Seit sieben Jahren haben Menschen, die in den evangelischen und katholischen Kirchen
Verantwortung für Bildungsfragen übernehmen, auf diesen Start hingearbeitet. Wir haben miteinander diskutiert und Gespräche mit dem Land geführt; wir haben mit unzähligen
Menschen aus der Praxis geredet; wir haben Hindernisse aus dem Weg geräumt – manche, mit denen wir gerechnet hatten, und andere, die völlig unerwartet kamen. Es gab zahlreiche Meilensteine auf diesem Weg und viele Mühen der Ebene. Und nun ist es so weit: Das Fach Christliche Religion beginnt. Zunächst meist nur in Klasse 1 und 5, bald auch in anderen Jahrgangsstufen und an berufsbildenden Schulen.

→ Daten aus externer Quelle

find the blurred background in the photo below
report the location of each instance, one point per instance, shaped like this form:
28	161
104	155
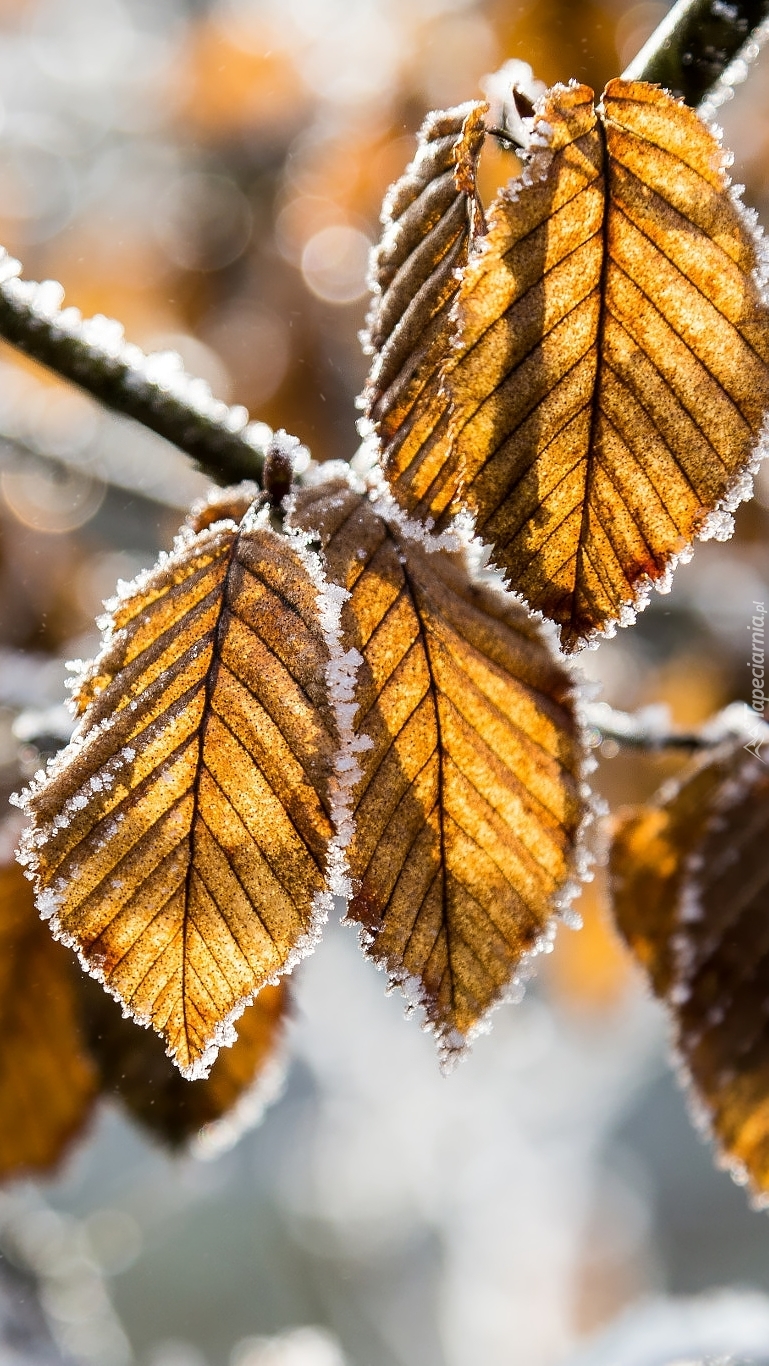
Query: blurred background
211	172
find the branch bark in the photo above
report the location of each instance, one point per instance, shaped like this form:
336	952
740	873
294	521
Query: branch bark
153	388
695	45
650	728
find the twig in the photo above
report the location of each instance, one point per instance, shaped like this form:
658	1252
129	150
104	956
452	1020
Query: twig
702	45
650	728
702	48
150	388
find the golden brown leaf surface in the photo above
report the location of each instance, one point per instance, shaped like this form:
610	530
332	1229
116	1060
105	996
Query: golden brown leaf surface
179	840
47	1077
429	220
690	883
134	1068
608	372
469	803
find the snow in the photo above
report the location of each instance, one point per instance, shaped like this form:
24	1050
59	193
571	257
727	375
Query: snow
503	112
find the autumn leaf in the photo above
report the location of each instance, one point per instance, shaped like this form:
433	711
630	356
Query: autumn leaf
469	801
133	1067
179	842
47	1077
605	373
690	883
64	1044
429	217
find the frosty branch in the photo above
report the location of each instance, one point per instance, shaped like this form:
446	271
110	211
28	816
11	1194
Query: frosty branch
650	728
153	388
695	45
701	45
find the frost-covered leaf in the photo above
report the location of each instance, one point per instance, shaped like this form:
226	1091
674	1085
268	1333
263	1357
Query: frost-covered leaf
179	842
64	1042
690	883
47	1078
134	1068
429	219
469	802
605	376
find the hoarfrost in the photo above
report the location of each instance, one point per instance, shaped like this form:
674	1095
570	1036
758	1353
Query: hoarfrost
503	109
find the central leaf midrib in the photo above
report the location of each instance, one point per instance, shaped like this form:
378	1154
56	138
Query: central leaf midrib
209	685
596	399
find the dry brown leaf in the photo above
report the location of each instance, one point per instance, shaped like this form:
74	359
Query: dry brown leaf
47	1078
134	1068
469	805
605	384
690	883
429	217
179	842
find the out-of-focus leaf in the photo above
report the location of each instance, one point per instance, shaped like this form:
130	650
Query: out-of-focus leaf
179	840
133	1064
605	376
47	1078
469	803
429	217
690	883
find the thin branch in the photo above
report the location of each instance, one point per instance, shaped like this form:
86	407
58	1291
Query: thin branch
702	48
153	388
650	728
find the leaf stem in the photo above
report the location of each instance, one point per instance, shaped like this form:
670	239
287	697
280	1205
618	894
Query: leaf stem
153	388
702	48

Viele von Ihnen werden dieses neue Fach unterrichten. Herzlichen Dank, dass Sie sich mit uns auf den Weg machen, dass Sie uns kritisches und konstruktives Feedback gegeben haben und bitte auch weiterhin geben. Sie werden die neuen Kerncurricula in konkrete Unterrichtssequenzen umsetzen.

Vieles, was im christlichen Religionsunterricht thematisiert werden soll, ist gar nicht neu. Schon lange lernen evangelische und katholische Schüler*innen an vielen Schulen im konfessionell kooperativen Religionsunterricht gemeinsam. Schon längst rücken Lehrkräfte
in ihrem Unterricht die Schüler*innen in den Mittelpunkt der didaktischen Planungen – und nehmen selbstverständlich auf die Vielfalt von deren Glaubensüberzeugungen Rücksicht.

All das setzt das Fach Christliche Religion unter neuem Vorzeichen fort – ökumenisch sensibel und theologisch fundiert. Denn Kinder lernen heute in einer pluralen Welt, einer Welt, in der weiterhin religiöse und konfessionelle Unterschiede eine Rolle spielen. Das neue Fach lebt davon, dass die eigene Konfession profiliert eingebracht wird, während gleichzeitig ökumenische Gemeinschaft sichtbar wird. Der christliche Religionsunterricht befähigt junge
Menschen, in einer multireligiösen Gesellschaft sprachfähig zu sein, Vorurteile abzubauen und für christlich begründete Werte wie Nächstenliebe, Menschenwürde und Bewahrung der Schöpfung einzutreten.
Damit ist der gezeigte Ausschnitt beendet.